Most of the time I shoot a ratio of 10 to 15 photographs for every one final image that I show others. When I started shooting photography at the age of 10, I was lucky if I had one good photograph out of every role of 36 that I shot. Years of practice, better equipment, and continuous tutelage has led me to have a far better photo ratio than when I began. My eventual goal is to have a photo ratio of closer to 1 in 5, but for now I am very pleased with what I have accomplished.

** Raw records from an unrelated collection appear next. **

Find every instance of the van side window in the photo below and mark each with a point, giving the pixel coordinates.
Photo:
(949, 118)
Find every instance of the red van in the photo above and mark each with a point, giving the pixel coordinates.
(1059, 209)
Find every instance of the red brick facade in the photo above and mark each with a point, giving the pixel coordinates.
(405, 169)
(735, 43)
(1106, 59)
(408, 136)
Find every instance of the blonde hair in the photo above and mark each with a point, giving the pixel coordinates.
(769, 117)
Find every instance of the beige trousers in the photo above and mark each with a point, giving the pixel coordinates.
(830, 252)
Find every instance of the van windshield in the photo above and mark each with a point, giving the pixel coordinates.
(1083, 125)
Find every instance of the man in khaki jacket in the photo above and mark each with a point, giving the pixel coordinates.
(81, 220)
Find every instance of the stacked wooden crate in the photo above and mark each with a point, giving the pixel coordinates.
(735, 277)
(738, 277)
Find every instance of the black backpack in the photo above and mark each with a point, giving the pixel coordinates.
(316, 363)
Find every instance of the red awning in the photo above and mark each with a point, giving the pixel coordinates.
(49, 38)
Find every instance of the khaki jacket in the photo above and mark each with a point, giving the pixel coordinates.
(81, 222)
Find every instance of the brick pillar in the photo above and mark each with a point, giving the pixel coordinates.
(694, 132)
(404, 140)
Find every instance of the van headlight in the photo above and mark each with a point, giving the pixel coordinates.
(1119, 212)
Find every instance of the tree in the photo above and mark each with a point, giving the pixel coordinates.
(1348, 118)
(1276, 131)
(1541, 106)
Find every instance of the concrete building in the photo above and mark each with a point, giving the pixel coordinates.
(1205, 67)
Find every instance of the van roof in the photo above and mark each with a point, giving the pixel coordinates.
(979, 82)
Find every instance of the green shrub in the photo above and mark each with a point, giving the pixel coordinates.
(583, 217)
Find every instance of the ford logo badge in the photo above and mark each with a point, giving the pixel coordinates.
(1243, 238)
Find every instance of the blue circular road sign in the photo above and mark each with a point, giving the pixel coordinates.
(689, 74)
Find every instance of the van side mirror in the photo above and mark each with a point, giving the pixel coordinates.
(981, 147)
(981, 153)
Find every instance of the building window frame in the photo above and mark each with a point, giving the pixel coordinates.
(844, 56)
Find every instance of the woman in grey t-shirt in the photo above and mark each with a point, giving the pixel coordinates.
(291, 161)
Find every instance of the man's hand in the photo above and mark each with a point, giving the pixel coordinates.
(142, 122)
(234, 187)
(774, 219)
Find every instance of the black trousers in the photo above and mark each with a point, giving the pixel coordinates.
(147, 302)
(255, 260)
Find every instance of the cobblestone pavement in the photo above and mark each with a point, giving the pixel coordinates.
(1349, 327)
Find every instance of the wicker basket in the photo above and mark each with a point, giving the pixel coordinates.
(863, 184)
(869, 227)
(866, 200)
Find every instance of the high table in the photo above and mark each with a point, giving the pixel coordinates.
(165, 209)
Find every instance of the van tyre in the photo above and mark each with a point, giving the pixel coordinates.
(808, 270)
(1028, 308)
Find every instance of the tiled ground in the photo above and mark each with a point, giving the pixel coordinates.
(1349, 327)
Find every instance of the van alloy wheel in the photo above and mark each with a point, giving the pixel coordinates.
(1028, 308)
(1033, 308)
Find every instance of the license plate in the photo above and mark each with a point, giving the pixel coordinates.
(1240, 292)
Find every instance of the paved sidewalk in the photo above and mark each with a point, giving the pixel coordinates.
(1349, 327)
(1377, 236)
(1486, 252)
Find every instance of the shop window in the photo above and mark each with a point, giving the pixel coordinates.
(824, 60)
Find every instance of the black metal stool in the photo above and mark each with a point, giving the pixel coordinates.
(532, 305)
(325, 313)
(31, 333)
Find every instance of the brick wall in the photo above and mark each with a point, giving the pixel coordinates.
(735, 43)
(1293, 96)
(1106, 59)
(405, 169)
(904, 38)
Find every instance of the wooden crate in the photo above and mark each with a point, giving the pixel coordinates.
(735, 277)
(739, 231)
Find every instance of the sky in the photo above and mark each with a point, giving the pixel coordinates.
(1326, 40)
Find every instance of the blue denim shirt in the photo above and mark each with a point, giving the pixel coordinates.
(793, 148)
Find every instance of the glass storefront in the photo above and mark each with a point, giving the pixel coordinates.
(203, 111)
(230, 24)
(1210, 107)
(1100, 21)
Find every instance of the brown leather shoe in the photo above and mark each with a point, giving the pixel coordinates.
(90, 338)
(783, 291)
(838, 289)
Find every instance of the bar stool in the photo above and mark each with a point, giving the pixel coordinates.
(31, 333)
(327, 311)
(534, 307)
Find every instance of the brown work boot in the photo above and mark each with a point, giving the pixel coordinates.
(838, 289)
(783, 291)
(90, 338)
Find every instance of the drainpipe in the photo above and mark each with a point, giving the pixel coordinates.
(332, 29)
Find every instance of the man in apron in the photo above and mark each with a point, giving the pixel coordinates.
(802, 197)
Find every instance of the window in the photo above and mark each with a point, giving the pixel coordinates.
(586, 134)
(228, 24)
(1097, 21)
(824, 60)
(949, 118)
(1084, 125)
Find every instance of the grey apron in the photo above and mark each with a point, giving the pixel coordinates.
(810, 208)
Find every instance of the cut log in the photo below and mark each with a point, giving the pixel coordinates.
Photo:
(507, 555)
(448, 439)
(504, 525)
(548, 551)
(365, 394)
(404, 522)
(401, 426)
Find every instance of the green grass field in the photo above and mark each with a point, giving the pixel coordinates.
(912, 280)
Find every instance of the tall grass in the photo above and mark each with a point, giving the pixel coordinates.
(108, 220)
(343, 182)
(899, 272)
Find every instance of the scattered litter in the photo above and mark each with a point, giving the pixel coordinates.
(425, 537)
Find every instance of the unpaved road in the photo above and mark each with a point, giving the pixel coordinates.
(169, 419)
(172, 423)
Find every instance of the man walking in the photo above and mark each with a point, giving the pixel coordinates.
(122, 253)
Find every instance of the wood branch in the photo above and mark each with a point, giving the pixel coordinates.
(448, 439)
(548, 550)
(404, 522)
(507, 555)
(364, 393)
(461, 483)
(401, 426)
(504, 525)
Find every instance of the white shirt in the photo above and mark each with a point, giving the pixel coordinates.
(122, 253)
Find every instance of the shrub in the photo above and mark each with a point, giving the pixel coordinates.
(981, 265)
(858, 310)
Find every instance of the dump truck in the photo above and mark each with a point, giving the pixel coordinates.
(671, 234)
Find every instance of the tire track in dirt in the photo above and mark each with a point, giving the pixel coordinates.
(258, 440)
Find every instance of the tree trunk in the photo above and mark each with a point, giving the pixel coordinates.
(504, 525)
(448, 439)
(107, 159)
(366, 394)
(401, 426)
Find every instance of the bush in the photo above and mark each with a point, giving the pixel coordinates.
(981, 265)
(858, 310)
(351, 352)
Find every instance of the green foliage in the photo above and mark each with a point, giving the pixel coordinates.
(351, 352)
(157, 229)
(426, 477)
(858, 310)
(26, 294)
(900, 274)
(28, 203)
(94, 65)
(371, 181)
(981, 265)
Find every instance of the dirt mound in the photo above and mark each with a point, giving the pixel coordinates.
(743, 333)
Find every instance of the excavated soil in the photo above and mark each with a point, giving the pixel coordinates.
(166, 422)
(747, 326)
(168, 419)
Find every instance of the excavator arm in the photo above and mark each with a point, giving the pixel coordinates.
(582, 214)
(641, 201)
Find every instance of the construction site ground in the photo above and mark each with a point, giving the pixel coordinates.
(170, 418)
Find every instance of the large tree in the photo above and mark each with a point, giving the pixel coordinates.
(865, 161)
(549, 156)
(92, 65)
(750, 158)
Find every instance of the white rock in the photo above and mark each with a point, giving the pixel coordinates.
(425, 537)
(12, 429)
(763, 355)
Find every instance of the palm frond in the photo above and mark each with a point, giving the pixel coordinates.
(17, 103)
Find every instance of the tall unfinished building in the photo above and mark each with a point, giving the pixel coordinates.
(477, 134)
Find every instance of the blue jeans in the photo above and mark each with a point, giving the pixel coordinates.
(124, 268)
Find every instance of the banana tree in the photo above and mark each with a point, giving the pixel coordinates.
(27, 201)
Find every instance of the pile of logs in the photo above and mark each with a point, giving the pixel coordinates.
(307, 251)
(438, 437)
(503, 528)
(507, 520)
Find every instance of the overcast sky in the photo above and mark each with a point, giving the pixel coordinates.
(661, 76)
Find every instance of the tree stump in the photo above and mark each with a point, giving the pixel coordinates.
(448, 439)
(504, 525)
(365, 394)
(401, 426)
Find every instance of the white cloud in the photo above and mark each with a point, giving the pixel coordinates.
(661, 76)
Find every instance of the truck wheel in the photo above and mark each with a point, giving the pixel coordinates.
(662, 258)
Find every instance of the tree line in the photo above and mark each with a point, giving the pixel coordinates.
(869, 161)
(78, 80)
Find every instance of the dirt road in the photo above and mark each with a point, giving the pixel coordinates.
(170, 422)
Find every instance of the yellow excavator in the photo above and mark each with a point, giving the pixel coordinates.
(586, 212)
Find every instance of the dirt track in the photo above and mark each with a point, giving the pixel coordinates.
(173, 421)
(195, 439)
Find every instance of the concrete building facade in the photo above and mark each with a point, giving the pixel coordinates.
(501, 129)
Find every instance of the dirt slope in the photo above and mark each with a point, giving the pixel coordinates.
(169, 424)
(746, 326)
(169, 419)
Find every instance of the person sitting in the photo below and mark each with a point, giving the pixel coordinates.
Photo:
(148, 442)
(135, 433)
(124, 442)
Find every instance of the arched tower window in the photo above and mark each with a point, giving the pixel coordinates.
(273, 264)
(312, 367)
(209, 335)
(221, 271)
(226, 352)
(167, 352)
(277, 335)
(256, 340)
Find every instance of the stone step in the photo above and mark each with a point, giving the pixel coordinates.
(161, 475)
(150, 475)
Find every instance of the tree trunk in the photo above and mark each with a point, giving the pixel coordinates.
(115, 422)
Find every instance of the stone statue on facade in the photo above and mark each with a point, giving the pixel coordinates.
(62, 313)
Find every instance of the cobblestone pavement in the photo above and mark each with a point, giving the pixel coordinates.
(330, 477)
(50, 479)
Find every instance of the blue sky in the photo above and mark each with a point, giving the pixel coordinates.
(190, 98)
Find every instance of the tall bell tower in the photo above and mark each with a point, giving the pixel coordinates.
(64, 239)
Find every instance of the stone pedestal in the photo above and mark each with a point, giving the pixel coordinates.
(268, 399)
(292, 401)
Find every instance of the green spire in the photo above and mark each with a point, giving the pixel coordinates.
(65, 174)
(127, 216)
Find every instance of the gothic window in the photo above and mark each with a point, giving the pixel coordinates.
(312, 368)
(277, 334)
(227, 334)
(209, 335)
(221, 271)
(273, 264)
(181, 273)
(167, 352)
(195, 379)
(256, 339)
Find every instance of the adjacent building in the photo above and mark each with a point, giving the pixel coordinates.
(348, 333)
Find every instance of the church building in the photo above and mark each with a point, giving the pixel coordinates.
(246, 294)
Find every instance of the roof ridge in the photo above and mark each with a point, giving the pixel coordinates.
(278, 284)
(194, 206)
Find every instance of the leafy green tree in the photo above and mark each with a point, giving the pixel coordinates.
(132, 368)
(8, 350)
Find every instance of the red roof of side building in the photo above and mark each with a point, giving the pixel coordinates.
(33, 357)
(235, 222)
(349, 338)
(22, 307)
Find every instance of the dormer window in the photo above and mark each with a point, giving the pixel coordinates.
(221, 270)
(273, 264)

When my husband and I vacationed in Alaska this last month, I purposely overshot everything I saw. My use of Photo Saturation meant that I came home after a 10 day trip with over 2700 photos. Of those 2700 photos, I will upload maybe 200 total shots to my website. I will be the first to tell you that shooting that many photos for so few publishable results is a bit extreme, especially for me, but doing going to the extreme of Photo Saturation has allowed me to bring back and showcase the very best images possible from the trip. While so many photos from the trip were very good and my photo ratio averaged about 1 in 8, I only want to upload the photos that I think are of award-winning quality. After all, I think my art collectors deserve the best quality products possible.
Last week I presented 14 photos from my Alaska trip. This week I wanted to reveal 14 more photos to further share my adventures with you. I have also included the number of photos I took before finally getting that final awesome image to give you an idea of my personal use of Photo Saturation.
Static or Slow Subjects
I took 5 rough photos before I shot this final image of “Boardwalk Parasols”.
I took 4 rough photos before I shot this final image of “Flower Pack”.
I took 7 rough photos before I shot this final image of “Ice Streams”.
I took 23 rough photos before I shot this final image of “Mountain Ice”.
I took 4 rough photos before I shot this final image of “Sawed Rust”.
I took 3 rough photos before I shot this final image of “Wall Walker”.
I took 4 rough photos before I shot this final image of “Wooden Waterway”.
I took 36 rough photos before I shot this final image of “Cumulus Pontoon”.
I took 18 rough photos before I shot this final image of “Egg Tentacles”.
I took 21 rough photos before I shot this final image of “Pale Mountain Moon”.
I took 30 rough photos before I shot this final image of “Steller Beach”.
I took 13 rough photos before I shot this final image of “Triple Starbursts”.
I took 17 rough photos before I shot this final image of “Urban Salmon”.
I took 11 rough photos before I shot this final image of “Victoria Legislative Lights”. By the way, this photo is under moving subjects because I was riding in a bus at the time I shot the photos.
It is important to remember that different subjects often require different amounts of Photo Saturation. In some cases, the photographer may have a lot of time to shoot a subject from different angles and vantage points. In other cases, you may only be able to snap a single photo. This last situation is especially true when dealing with moving subjects such as animals or small children. Do your best in each circumstance and stay adaptable. If you have the time use your Photo Saturation techniques to practice some of the other Rules of Photography. If not, just use your instincts to shoot the best possible photo of the subject that you can.
This assignment will be an odd one. I want you to shoot 30 images or more photos of only 2 different subjects. I suggest using static subjects for this round of homework. Statues or monuments work well for this project, but you can find other things too like architecture. Make sure that you look for unique subjects with lots of interesting angles because you will be shooting each subject a lot! Work until you get the very best portrait of that subject. Have fun!
Until we meet again, I wish all of you brilliant flashes of perspective!